In the late 1930s, labor relations in the Pacific Northwest lumber industry were more turbulent than in Humboldt County and most other lumbering regions. In 1937, dissident lumber workers, mainly from Oregon, Washington, and British Columbia, chafing under the conservative leadership of the UBC, founded the International Woodworkers of America and affiliated with the CIO. In Oregon and Washington, the IWA and the STWU engaged in a bitter struggle to secure jurisdiction over the discontented lumber workers. The IWA, however, had even less success than the STWU in establishing a foothold in Humboldt County.

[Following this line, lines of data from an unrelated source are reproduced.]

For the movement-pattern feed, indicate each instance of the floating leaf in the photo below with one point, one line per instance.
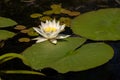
(1, 43)
(21, 72)
(63, 58)
(9, 56)
(32, 32)
(102, 24)
(49, 12)
(35, 15)
(6, 34)
(56, 8)
(70, 13)
(24, 31)
(74, 13)
(66, 21)
(44, 54)
(6, 22)
(65, 11)
(20, 27)
(88, 56)
(44, 18)
(24, 39)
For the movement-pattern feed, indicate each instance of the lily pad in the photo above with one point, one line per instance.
(64, 58)
(6, 22)
(102, 24)
(88, 56)
(6, 34)
(41, 55)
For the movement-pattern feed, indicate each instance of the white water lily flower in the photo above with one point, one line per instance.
(50, 31)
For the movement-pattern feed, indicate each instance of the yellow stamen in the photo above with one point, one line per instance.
(50, 29)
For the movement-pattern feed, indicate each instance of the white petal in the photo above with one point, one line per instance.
(39, 39)
(62, 36)
(54, 41)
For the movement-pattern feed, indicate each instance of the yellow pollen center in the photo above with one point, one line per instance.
(50, 29)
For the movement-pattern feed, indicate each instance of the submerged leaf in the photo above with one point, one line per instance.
(6, 34)
(6, 22)
(102, 24)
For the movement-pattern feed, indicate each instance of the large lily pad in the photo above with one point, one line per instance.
(6, 22)
(88, 56)
(43, 54)
(6, 34)
(63, 57)
(102, 24)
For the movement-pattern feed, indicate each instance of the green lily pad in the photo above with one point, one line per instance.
(6, 34)
(64, 58)
(41, 55)
(88, 56)
(102, 24)
(6, 22)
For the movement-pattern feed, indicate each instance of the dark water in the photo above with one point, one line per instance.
(19, 11)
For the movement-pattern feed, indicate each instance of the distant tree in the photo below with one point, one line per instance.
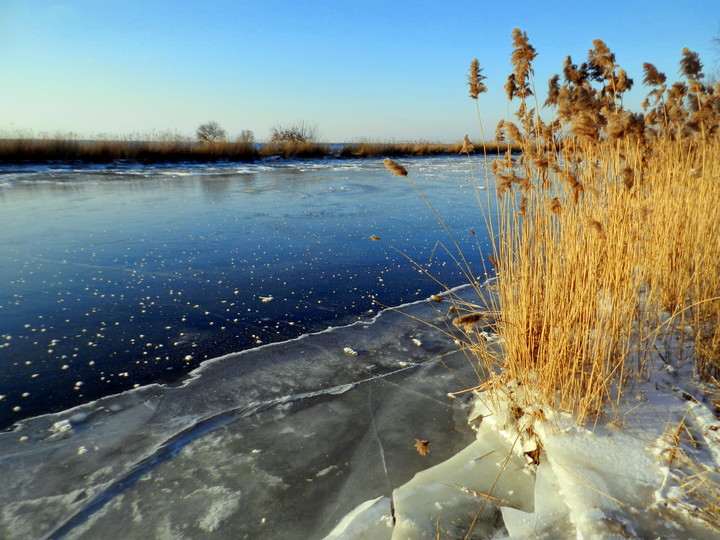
(246, 136)
(297, 132)
(210, 132)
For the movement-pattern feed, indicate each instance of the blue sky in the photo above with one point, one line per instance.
(373, 69)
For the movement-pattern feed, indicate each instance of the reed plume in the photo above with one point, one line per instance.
(475, 79)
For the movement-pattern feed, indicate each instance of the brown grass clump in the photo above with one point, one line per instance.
(113, 149)
(608, 239)
(397, 169)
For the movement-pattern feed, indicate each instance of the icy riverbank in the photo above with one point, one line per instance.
(533, 473)
(278, 442)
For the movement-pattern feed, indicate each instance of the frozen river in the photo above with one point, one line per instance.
(119, 281)
(123, 275)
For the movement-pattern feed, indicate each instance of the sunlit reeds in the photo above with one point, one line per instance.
(608, 241)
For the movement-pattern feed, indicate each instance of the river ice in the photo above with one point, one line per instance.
(277, 442)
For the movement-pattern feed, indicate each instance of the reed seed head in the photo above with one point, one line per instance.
(690, 65)
(475, 79)
(652, 76)
(467, 147)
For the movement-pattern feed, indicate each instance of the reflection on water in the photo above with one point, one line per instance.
(120, 275)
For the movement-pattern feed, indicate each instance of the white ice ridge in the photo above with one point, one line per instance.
(622, 479)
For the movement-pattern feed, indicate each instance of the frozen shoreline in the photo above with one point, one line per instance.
(275, 442)
(642, 476)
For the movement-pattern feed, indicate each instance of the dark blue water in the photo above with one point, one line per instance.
(116, 276)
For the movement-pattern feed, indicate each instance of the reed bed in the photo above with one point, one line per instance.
(607, 246)
(94, 151)
(419, 148)
(608, 242)
(29, 149)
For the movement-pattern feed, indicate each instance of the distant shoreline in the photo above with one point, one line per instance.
(105, 151)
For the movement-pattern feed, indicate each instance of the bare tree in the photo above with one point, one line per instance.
(210, 132)
(297, 132)
(246, 136)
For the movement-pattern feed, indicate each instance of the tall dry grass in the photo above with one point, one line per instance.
(608, 242)
(107, 150)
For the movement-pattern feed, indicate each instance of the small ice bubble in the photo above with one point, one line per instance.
(62, 426)
(78, 418)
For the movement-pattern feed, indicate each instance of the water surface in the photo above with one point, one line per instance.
(119, 275)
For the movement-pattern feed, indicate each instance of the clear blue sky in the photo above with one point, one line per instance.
(370, 69)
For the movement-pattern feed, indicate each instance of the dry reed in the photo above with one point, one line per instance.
(607, 220)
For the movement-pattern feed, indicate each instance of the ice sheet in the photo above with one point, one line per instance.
(277, 442)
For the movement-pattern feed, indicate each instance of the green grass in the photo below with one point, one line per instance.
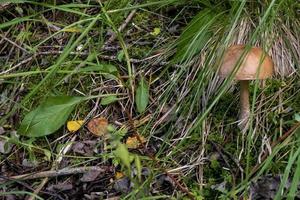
(193, 111)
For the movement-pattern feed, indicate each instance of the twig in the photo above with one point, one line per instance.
(121, 28)
(54, 166)
(279, 140)
(61, 172)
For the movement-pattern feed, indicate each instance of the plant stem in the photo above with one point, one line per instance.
(245, 107)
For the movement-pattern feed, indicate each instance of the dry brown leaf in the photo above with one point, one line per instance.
(74, 126)
(98, 126)
(134, 142)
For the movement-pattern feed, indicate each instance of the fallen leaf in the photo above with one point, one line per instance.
(119, 175)
(74, 126)
(155, 32)
(98, 126)
(134, 142)
(122, 153)
(90, 176)
(108, 100)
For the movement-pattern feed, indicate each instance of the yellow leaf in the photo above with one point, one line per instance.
(98, 126)
(74, 126)
(119, 175)
(134, 142)
(155, 31)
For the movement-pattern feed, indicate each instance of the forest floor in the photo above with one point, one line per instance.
(120, 99)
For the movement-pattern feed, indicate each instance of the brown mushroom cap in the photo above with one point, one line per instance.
(251, 65)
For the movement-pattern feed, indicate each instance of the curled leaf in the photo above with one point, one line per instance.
(74, 126)
(134, 142)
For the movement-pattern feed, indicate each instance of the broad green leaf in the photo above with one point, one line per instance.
(122, 153)
(49, 116)
(142, 96)
(108, 100)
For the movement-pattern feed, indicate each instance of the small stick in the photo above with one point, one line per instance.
(280, 139)
(61, 172)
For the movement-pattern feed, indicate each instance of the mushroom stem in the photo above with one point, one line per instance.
(245, 107)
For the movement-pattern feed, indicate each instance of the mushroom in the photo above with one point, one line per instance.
(248, 65)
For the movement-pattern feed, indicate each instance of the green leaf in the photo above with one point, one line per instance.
(108, 100)
(197, 33)
(142, 96)
(122, 153)
(155, 31)
(49, 116)
(120, 55)
(297, 117)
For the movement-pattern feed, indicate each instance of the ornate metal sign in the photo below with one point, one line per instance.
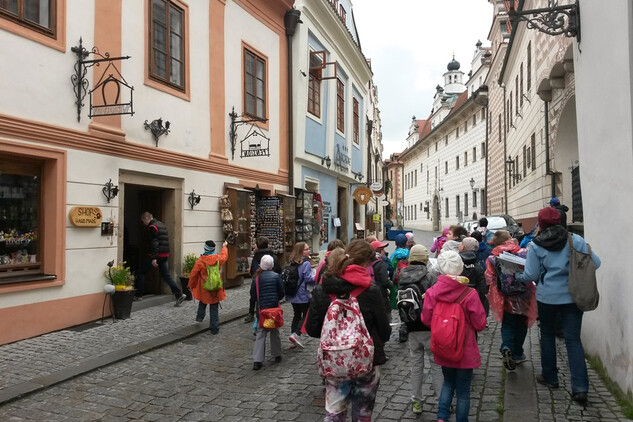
(255, 143)
(112, 87)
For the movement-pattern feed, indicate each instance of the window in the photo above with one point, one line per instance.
(533, 142)
(254, 85)
(340, 105)
(314, 85)
(167, 43)
(528, 75)
(356, 136)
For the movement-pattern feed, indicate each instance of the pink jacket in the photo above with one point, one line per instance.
(448, 289)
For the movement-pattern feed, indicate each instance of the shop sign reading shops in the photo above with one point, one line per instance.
(85, 216)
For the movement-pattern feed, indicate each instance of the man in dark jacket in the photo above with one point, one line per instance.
(261, 249)
(417, 277)
(381, 273)
(157, 257)
(562, 209)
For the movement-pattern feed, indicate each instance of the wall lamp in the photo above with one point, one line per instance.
(193, 199)
(110, 191)
(157, 128)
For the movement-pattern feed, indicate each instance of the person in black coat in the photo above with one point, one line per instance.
(347, 271)
(271, 291)
(261, 249)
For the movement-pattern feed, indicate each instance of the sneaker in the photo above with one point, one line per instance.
(541, 380)
(180, 300)
(294, 339)
(416, 407)
(508, 362)
(580, 398)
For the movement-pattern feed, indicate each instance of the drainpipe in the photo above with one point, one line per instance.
(548, 170)
(291, 20)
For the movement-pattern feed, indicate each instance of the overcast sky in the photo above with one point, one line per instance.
(410, 42)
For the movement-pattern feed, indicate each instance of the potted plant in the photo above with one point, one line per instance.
(188, 262)
(121, 277)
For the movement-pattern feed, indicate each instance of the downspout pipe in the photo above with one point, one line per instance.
(291, 20)
(548, 169)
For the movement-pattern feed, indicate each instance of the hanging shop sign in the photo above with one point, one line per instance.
(376, 186)
(85, 216)
(341, 159)
(362, 195)
(112, 93)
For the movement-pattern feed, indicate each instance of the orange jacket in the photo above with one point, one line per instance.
(199, 275)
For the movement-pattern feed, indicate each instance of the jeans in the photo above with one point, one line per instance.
(513, 332)
(455, 380)
(571, 323)
(163, 269)
(214, 317)
(299, 313)
(360, 393)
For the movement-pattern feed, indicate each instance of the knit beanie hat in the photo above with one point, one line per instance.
(266, 263)
(470, 244)
(401, 240)
(209, 246)
(418, 253)
(548, 216)
(450, 262)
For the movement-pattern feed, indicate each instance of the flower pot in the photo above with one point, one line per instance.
(184, 284)
(122, 303)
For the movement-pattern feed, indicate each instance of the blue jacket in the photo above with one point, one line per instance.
(271, 290)
(305, 278)
(549, 268)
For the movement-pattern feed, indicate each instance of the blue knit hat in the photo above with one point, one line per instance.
(401, 240)
(209, 246)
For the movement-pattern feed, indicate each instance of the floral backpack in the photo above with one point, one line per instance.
(346, 350)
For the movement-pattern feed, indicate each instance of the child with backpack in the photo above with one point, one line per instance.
(206, 273)
(352, 335)
(413, 282)
(454, 313)
(296, 277)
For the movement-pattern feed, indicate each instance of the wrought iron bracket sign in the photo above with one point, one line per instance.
(111, 101)
(255, 143)
(553, 20)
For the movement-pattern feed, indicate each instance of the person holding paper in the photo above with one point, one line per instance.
(549, 252)
(511, 303)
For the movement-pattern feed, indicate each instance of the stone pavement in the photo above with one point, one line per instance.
(160, 365)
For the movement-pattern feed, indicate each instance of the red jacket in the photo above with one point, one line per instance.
(448, 289)
(199, 275)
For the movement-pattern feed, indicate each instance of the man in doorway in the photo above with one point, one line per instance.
(157, 257)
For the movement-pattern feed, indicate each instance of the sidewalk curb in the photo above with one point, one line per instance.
(90, 364)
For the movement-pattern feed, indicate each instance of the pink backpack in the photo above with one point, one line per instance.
(346, 350)
(448, 328)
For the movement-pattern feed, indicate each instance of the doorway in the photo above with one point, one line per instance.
(158, 196)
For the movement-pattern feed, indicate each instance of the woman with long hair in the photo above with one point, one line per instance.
(300, 300)
(347, 271)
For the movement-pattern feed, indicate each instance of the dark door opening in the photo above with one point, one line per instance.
(139, 199)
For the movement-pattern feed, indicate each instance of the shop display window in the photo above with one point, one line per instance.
(20, 192)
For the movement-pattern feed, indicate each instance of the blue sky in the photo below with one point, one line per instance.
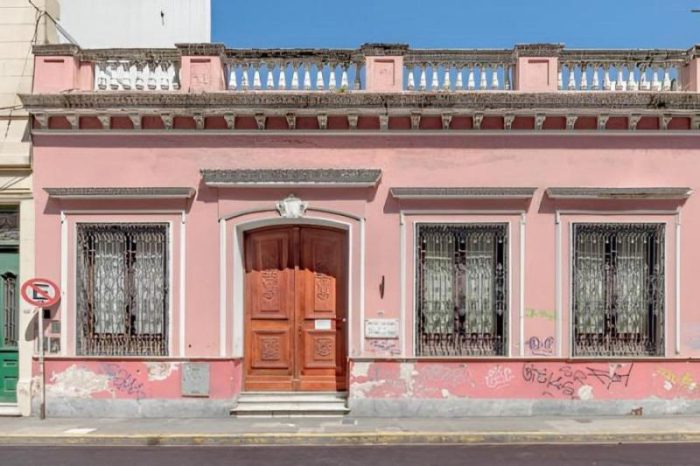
(455, 23)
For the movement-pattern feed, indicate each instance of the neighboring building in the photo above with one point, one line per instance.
(429, 232)
(21, 26)
(136, 23)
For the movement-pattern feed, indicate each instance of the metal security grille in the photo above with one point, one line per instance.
(462, 290)
(618, 289)
(11, 314)
(122, 289)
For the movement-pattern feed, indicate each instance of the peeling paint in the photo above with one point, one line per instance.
(160, 370)
(585, 392)
(78, 382)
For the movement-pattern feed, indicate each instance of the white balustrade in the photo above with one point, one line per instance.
(128, 75)
(449, 77)
(280, 75)
(622, 76)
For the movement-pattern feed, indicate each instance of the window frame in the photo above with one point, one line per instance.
(508, 283)
(664, 334)
(168, 284)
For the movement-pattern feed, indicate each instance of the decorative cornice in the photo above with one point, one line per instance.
(202, 49)
(277, 178)
(379, 49)
(619, 193)
(537, 50)
(284, 102)
(121, 193)
(55, 50)
(462, 193)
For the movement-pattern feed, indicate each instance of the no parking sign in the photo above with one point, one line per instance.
(40, 292)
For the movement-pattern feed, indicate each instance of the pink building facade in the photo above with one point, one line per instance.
(417, 232)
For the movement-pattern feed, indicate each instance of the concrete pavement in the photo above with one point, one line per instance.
(349, 431)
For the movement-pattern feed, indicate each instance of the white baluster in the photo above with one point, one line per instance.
(620, 82)
(644, 83)
(125, 76)
(307, 78)
(572, 78)
(667, 79)
(232, 84)
(320, 85)
(282, 78)
(257, 84)
(595, 85)
(607, 84)
(245, 84)
(113, 81)
(446, 82)
(459, 81)
(331, 77)
(655, 83)
(344, 78)
(295, 77)
(560, 79)
(270, 84)
(139, 81)
(101, 81)
(631, 81)
(152, 77)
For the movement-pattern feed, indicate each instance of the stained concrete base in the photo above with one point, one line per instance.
(98, 408)
(366, 407)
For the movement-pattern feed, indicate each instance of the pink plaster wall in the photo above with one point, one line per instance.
(134, 378)
(542, 161)
(572, 380)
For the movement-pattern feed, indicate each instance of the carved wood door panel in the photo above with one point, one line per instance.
(295, 309)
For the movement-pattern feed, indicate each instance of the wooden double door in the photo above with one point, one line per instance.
(295, 309)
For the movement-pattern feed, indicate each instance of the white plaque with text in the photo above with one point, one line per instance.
(382, 328)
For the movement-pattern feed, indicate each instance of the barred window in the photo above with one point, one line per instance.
(122, 289)
(462, 290)
(618, 289)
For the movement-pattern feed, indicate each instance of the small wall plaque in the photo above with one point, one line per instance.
(322, 324)
(382, 328)
(195, 379)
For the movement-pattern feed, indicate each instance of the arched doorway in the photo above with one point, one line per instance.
(296, 309)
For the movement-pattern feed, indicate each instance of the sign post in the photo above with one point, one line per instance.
(41, 293)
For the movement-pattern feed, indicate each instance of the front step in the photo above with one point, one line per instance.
(290, 404)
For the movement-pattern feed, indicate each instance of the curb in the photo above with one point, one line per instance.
(339, 439)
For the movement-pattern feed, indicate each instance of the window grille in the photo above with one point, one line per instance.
(122, 289)
(11, 313)
(462, 290)
(618, 289)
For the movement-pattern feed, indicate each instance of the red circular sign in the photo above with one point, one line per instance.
(40, 292)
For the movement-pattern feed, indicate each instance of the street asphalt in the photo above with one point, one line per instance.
(395, 455)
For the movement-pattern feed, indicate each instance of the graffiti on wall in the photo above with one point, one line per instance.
(499, 377)
(123, 381)
(541, 346)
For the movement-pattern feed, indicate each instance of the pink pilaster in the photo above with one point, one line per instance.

Although much of the IWA’s energy was consumed by fighting between its pro- and anti-Communist wings, it nevertheless succeeded in attracting the majority of workers to its fold by the early 1940s.27 The booming demand for lumber, and acute labor shortages during World War II,28 saved the lumber workers from the consequences of prolonged and acrimonious intra- and interunion disputes. The extensive intervention of the National War Labor Board in the lumber industry forced employers both to recognize and bargain with unions in accordance with the National Labor Relations Act of 1935. The consequent institutionalization of labor relations, and a sustained demand for lumber after World War II, established trade unionism in the lumber industry as a relatively stable entity for the first time. During the war years, the STWU made enormous gains in Humboldt County and other parts of the Redwood Empire. Shortly after the war ended, the STWU felt strong enough to call out all its members in the redwood region in pursuit of the union shop and a substantial wage increase.

The militance of lumber workers in some regions during the late 1930s and the 1940s, and the establishment of more enduring unions, by no means reversed the subordinate position of labor in the redwood industry. Most employers could not countenance a union shop and some of the other demands made on them. In April 1948, after a strike that lasted twenty-seven months, the STWU was forced to concede defeat.29 Nationally, although lumber trade unionism remained a factor after World War II, it did not wield the same power as unions in most other industries. In 1947, only 16.5 percent of lumber workers were organized and in 1953 only 21.1 percent. In both these years, the percentage of workers organized in the other sectors of the economy except government and service was significantly higher.30

The reasons for the comparative weakness of lumber unionism in the mid-twentieth century, and indeed today, are complex but in many respects similar to those that prevailed in the late-nineteenth and early-twentieth century. Union drives of the IWA and the STWU were undoubtedly assisted by the sanctification of collective bargaining initiated by the National Labor Relations Act. Furthermore, the automobile freed lumber workers from the confines of company towns and single-industry communities. But the gains made by the IWA and the STWU after the Second World War were due in large part to a buoyant lumber market that lasted until the early 1970s. The fact that lumber companies dominated the economies of the communities they operated in after the war to same extent that they had before limited the gains of the union movement even in a benign economic climate. When the lumber market collapsed in the late 1970s and early 1980s, lumber unionism in the Redwood Empire and elsewhere proved vulnerable to an antiunion offensive, and the accompanying plant closings devastated the economies of many lumber-dependent communities.